De ambtelijke werkgroep pleit voor internationale samenwerking om fossiele subsidies uit te faseren. Omdat dit niet unilateraal door Nederland kan worden gedaan in bepaalde sectoren zoals energie, luchtvaart en zeevaart, pleit de ambtelijke werkgroep in dit kader voor internationale samenwerking.

Fiscale vergroening
De werkgroep stelt in het kader van fiscale vergroening onder andere de volgende maatregelen voor:

  • Differentiatie waterstoftarief energiebelasting

Optie 1: Waterstof krijgt een apart tarief in de energiebelasting (EB) vanaf 2026. Dit tarief zal lager liggen dan het tarief voor andere gassen.

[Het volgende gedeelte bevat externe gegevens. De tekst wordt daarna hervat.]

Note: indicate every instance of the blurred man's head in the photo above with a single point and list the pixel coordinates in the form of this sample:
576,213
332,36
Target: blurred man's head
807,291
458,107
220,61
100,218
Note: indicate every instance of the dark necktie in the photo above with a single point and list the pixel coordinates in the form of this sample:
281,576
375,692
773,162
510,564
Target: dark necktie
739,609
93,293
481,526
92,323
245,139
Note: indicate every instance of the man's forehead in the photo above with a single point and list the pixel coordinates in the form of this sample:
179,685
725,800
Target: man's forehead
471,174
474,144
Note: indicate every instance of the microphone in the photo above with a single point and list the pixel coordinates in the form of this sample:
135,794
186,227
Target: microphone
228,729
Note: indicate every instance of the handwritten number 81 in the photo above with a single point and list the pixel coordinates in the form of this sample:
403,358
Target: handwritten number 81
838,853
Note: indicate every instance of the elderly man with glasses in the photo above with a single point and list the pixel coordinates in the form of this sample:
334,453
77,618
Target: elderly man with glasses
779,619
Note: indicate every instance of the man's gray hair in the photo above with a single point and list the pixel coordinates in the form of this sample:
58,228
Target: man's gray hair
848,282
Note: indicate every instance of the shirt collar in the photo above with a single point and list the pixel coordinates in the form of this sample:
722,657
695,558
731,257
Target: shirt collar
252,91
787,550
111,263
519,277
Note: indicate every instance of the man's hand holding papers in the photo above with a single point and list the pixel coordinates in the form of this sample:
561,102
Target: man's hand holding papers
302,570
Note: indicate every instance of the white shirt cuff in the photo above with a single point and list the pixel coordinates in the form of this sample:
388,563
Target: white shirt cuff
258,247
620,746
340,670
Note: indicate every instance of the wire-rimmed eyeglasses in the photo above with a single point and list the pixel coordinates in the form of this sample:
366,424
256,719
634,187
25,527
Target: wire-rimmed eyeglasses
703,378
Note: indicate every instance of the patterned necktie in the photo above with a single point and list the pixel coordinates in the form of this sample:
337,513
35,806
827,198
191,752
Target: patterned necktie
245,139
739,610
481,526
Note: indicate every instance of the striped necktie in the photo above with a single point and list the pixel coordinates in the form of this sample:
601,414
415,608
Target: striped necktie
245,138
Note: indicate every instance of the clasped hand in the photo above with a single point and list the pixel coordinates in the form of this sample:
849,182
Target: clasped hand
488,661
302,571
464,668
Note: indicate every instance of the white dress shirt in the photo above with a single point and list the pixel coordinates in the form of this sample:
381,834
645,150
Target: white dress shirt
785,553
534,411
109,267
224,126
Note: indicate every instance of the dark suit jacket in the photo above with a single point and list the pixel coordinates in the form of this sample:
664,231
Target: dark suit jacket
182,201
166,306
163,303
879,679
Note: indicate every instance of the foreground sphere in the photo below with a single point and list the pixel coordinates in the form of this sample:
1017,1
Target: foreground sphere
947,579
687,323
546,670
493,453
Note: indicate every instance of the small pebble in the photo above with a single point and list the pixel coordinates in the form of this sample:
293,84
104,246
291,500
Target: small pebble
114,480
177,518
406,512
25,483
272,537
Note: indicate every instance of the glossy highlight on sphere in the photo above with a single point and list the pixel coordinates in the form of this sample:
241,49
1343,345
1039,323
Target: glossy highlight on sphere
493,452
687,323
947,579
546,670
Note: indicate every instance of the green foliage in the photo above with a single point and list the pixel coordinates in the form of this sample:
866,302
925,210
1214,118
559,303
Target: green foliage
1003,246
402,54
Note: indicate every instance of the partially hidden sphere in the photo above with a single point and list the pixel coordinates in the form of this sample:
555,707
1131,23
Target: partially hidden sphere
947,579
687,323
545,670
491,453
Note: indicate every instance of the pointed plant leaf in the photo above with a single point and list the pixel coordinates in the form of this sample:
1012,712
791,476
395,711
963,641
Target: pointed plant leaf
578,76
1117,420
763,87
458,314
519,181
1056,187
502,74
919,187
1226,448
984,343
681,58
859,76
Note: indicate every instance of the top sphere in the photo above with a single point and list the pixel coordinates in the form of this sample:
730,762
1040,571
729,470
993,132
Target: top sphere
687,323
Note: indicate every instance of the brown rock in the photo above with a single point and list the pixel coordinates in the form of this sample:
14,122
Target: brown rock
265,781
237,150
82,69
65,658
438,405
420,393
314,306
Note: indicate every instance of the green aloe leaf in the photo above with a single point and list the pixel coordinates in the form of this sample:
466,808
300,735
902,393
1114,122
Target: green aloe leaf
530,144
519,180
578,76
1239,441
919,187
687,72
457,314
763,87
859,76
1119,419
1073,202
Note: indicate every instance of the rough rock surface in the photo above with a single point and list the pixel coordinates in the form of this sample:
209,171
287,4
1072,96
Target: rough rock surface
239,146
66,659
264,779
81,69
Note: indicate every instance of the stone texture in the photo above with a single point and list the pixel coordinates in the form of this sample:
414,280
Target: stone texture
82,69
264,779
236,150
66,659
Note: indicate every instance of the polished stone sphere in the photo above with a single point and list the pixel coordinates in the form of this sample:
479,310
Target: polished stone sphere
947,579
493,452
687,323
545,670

Optie 2: Alleen hernieuwbare waterstof zal een apart tarief krijgen in de EB op basis van een Garantie van Oorsprong (GvO). Dit tarief zal lager zijn dan het tarief voor aardgas en andere koolstofarme gassen.

  • Verminderen van degressiviteit energiebelasting

Er wordt onderzocht hoe de tarieven in de energiebelasting kunnen worden aangepast om meer in lijn te zijn met de klimaatschadekosten van verschillende energiebronnen. Deze aanpassingen kunnen leiden tot CO2-reductie en mogelijk ook een vereenvoudiging van het belastingstelsel.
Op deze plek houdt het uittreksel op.